The innermost
structure of the donut-shaped dust cloud surrounding a massive
young star and the first glimpse of its previously unknown
companion star was seen by applying new technology to the
Keck telescope, Mauna Kea, Hawaii. The new technology, which
uses an interferometer aperture mask in front of the telescope's
secondary mirror, gives Keck at least four times greater ability
to detect fine detail than the Hubble Space Telescope for
small fields of view. With the aperture mask, a team of astronomers
viewed regions in the surrounding dust cloud that are closer
to the central star than anything previously seen, and imaged
for the first time the central void in these clouds caused
by the star's intense heat and radiation. The ability to see
fine structure in these dust clouds is of interest to astronomers
because the clouds are thought to provide the material for
planet formation.
"We've
seen the donut hole for the first time, and it's a lot bigger
than people thought," said Dr. William Danchi of NASA's Goddard
Space Flight Center in Greenbelt, Md., co-author of a paper
describing the research to appear in the February 22 issue
of Nature. "Matter falling onto a young star creates a donut-shaped
cloud around the star, and in the middle, there should be
a void because heat from the star vaporizes the dust. Prior
observations of the star LkHa101, with instruments that do
not make images, indicated that the central void was about
ten times smaller than what we now see."
"These
images allow us to look back in time to understand better
the origins of our Sun and Solar system," said Dr. John Monnier
of the Harvard-Smithsonian Center for Astrophysics (CfA),
also a co-author of the paper.
The star,
called LkHa101, is about 522 light-years away in the direction
of the constellation Perseus. (A light-year is the distance
traveled by light in one year, almost six trillion miles.)

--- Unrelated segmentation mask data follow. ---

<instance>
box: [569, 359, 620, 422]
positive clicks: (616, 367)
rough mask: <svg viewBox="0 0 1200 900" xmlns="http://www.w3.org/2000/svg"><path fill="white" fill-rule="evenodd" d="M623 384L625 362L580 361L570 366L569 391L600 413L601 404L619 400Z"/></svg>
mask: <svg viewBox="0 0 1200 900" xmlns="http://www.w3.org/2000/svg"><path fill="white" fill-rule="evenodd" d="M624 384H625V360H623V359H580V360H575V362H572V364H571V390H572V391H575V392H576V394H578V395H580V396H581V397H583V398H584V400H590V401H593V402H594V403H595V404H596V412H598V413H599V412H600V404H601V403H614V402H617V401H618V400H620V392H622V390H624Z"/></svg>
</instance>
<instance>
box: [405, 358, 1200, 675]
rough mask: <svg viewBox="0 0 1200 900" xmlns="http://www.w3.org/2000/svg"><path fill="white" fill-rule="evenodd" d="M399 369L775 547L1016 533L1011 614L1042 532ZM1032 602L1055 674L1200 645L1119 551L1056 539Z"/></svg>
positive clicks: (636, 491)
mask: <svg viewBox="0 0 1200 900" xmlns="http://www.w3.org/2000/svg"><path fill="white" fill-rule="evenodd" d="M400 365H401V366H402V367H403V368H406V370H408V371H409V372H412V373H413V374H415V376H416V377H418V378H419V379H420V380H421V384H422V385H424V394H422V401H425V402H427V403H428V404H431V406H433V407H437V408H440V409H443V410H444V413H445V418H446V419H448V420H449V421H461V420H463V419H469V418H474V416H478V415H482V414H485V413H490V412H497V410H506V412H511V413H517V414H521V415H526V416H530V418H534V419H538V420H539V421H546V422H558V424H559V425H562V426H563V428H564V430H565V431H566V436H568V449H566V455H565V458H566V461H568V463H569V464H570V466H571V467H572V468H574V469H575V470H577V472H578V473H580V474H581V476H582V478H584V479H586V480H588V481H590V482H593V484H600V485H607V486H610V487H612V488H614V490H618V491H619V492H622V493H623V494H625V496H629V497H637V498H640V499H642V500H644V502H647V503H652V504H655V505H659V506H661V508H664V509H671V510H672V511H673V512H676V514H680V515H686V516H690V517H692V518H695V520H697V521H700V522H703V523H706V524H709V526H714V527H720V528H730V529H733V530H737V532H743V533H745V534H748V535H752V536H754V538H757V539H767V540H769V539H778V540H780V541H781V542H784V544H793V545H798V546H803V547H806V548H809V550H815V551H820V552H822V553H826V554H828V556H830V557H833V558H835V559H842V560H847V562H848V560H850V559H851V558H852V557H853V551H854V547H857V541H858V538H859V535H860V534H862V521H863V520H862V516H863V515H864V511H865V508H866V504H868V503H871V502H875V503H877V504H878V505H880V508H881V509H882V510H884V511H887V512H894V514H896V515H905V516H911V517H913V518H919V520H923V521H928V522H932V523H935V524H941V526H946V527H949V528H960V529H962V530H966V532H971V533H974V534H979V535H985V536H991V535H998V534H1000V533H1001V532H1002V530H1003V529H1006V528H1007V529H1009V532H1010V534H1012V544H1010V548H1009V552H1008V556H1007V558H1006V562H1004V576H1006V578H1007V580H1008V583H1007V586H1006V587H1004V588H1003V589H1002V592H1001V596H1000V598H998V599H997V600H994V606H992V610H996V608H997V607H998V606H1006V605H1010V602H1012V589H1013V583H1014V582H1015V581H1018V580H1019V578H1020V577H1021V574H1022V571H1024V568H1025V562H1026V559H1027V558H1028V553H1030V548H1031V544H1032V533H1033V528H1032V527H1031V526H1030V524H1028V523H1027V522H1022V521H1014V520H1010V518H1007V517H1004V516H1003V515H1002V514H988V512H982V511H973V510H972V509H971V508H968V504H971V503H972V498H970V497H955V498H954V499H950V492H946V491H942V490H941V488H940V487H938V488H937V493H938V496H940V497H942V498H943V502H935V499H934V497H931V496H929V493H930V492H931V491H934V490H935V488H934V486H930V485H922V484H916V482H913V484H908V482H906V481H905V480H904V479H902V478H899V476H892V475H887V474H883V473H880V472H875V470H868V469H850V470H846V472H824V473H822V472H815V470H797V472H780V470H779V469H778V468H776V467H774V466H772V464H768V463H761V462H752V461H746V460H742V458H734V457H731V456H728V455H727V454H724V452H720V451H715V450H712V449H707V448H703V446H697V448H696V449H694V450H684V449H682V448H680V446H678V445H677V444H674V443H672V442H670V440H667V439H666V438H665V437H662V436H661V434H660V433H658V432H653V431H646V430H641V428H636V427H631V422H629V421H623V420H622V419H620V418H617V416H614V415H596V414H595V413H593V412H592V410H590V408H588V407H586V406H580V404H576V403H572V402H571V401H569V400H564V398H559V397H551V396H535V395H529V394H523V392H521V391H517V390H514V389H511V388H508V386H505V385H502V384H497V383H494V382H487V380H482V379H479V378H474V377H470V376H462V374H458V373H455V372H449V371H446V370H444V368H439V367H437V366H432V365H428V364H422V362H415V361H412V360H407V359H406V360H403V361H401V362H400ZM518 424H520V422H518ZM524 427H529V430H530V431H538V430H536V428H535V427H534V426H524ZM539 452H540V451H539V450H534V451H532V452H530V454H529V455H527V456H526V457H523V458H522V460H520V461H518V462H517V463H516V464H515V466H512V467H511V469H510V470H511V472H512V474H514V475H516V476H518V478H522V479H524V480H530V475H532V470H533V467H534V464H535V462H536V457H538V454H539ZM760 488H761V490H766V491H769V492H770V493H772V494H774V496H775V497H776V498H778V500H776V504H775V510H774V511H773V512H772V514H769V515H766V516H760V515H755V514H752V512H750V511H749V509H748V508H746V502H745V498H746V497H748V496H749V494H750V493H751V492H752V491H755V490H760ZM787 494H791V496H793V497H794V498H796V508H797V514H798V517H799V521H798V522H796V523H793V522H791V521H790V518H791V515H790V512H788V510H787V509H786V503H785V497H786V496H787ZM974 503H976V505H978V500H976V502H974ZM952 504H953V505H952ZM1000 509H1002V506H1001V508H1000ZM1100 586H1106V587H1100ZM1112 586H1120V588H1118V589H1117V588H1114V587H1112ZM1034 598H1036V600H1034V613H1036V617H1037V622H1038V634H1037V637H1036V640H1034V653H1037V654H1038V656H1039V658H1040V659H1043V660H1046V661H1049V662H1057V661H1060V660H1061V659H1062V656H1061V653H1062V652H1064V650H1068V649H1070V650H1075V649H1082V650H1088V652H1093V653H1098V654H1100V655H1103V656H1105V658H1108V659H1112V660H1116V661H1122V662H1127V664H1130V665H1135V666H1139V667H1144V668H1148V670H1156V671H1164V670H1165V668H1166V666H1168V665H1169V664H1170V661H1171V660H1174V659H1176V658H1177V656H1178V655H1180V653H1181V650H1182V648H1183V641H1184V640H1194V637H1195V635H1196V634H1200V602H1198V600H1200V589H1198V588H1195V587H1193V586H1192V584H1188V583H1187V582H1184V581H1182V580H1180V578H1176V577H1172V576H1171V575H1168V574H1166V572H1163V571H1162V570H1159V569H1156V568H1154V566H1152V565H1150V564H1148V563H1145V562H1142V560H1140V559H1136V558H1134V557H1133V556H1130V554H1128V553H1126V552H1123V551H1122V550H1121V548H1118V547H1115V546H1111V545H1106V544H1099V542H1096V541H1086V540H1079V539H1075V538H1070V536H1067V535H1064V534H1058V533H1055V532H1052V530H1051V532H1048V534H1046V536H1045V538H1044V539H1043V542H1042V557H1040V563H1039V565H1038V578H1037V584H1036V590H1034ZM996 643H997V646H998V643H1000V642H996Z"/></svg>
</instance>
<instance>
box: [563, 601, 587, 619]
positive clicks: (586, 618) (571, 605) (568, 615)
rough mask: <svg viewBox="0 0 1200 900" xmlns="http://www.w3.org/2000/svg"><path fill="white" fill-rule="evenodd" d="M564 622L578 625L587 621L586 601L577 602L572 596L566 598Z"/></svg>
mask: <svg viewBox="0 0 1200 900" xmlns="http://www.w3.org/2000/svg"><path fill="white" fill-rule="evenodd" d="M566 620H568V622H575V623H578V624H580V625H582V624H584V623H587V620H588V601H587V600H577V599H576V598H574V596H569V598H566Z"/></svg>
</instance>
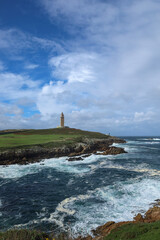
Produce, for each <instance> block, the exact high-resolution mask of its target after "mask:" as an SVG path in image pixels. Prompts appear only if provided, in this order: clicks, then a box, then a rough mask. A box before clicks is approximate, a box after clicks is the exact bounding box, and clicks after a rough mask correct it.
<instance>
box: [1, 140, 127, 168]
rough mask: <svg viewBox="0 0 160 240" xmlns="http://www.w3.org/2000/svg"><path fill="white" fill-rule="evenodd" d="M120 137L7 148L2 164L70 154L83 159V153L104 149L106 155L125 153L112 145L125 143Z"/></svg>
mask: <svg viewBox="0 0 160 240" xmlns="http://www.w3.org/2000/svg"><path fill="white" fill-rule="evenodd" d="M124 142H125V141H124V140H123V139H120V138H116V137H110V138H109V139H90V138H84V139H83V141H82V142H79V143H75V144H72V145H70V146H62V147H53V148H51V147H50V148H47V147H43V146H40V145H39V146H30V147H24V148H18V149H16V148H15V149H12V148H11V149H7V150H3V151H1V152H0V165H9V164H17V163H18V164H28V163H33V162H37V161H41V160H42V159H46V158H54V157H62V156H69V157H70V158H69V159H68V160H69V161H74V160H76V161H78V160H82V159H81V157H79V158H75V157H77V156H80V155H82V154H91V153H97V151H103V154H104V155H108V154H119V153H125V151H124V149H123V148H117V147H113V146H110V145H112V144H113V143H124ZM73 157H74V158H73Z"/></svg>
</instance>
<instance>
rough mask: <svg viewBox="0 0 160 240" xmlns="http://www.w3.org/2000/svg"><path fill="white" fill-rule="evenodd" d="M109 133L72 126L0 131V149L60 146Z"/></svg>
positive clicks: (101, 138) (104, 137)
mask: <svg viewBox="0 0 160 240" xmlns="http://www.w3.org/2000/svg"><path fill="white" fill-rule="evenodd" d="M108 137H109V135H105V134H102V133H98V132H89V131H82V130H79V129H73V128H53V129H38V130H25V129H24V130H10V131H9V130H8V131H0V150H3V149H9V148H26V147H28V146H30V147H31V146H36V145H38V146H39V145H40V146H43V147H47V148H48V147H60V146H63V145H69V144H73V143H76V142H80V141H81V140H82V138H89V139H91V138H97V139H102V138H103V139H107V138H108Z"/></svg>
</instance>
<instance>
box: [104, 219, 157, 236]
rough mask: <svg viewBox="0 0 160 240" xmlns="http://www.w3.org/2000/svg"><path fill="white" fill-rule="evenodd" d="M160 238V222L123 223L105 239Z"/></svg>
mask: <svg viewBox="0 0 160 240" xmlns="http://www.w3.org/2000/svg"><path fill="white" fill-rule="evenodd" d="M132 239H134V240H160V222H159V221H158V222H154V223H136V224H127V225H123V226H121V227H119V228H117V229H115V230H113V231H112V232H111V233H110V234H109V235H108V236H107V237H105V238H104V240H132Z"/></svg>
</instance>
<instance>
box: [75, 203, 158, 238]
mask: <svg viewBox="0 0 160 240" xmlns="http://www.w3.org/2000/svg"><path fill="white" fill-rule="evenodd" d="M156 221H160V203H157V204H156V206H154V207H152V208H150V209H149V210H148V211H147V212H146V213H145V215H144V216H142V215H141V214H140V213H138V214H137V215H136V216H135V217H134V219H133V221H124V222H118V223H115V222H113V221H110V222H107V223H105V224H104V225H102V226H99V227H97V228H96V229H95V230H92V233H93V236H91V235H88V236H87V237H84V238H83V237H78V238H77V240H101V239H103V238H104V236H107V235H108V234H109V233H110V232H111V231H112V230H113V229H116V228H118V227H120V226H122V225H125V224H136V223H141V222H143V223H151V222H156Z"/></svg>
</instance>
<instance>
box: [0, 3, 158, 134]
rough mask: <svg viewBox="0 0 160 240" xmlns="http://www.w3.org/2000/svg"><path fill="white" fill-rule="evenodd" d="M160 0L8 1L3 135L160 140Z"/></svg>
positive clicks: (1, 29) (2, 106)
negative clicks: (31, 133)
mask: <svg viewBox="0 0 160 240" xmlns="http://www.w3.org/2000/svg"><path fill="white" fill-rule="evenodd" d="M159 106H160V1H159V0H141V1H139V0H67V1H66V0H38V1H36V0H14V1H11V0H1V1H0V129H19V128H25V129H26V128H27V129H28V128H54V127H57V126H58V125H59V124H60V123H59V122H60V113H61V112H63V113H64V115H65V125H67V126H70V127H73V128H79V129H83V130H90V131H99V132H103V133H106V134H107V133H110V134H111V135H115V136H129V135H131V136H158V135H160V107H159Z"/></svg>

Less than about one million years old, LkHa101 is still relatively
young, about one percent of its estimated lifespan of no more
than 100 million years. It's at least 5 times as massive as
the Sun and shines 40,000 times more brilliantly. The central
void extends about 316 million miles from the star, more than
three times the Earth's distance from the Sun. Prior observations
did not have sufficient resolution to detect its companion
star, which orbits around LkHa101 at a distance of about 2.6
billion miles.
Interferometer
technology takes the light from two or more observing sources
targeting the same object and combines it to create an interference
pattern, similar to the ripple pattern in a puddle caused
by rain. Although the aperture mask blocks 90 percent of the
light collected by Keck's 32-foot (10 meter) primary mirror,
it creates an interference pattern that preserves the spatial
resolution information (ability to see fine detail) normally
lost due to atmospheric distortion. A computer analyzes the
interference pattern and constructs the image.
"The interferometer
technology demonstrated by our aperture mask lets us detect
extraordinarily fine detail, and is a first step in projects
that will combine light from an array of telescopes to image
planets around distant stars," said Dr. Peter Tuthill of Sydney
University, Australia, primary author of the Nature paper.
The team
used the Near Infrared Camera (NIRC) instrument on Keck, which
receives infrared light from celestial objects and can make
images of the hottest regions in the dust clouds around young
stars. Infrared light is invisible to the human eye, but some
types are perceived as heat. The dust cloud around LkHa101
is larger than the NIRC images indicate, because there is
a great deal of outlying material that is cooler than what
NIRC can see.
This work
was funded primarily by the National Science Foundation and
NASA, with contributions from the CfA.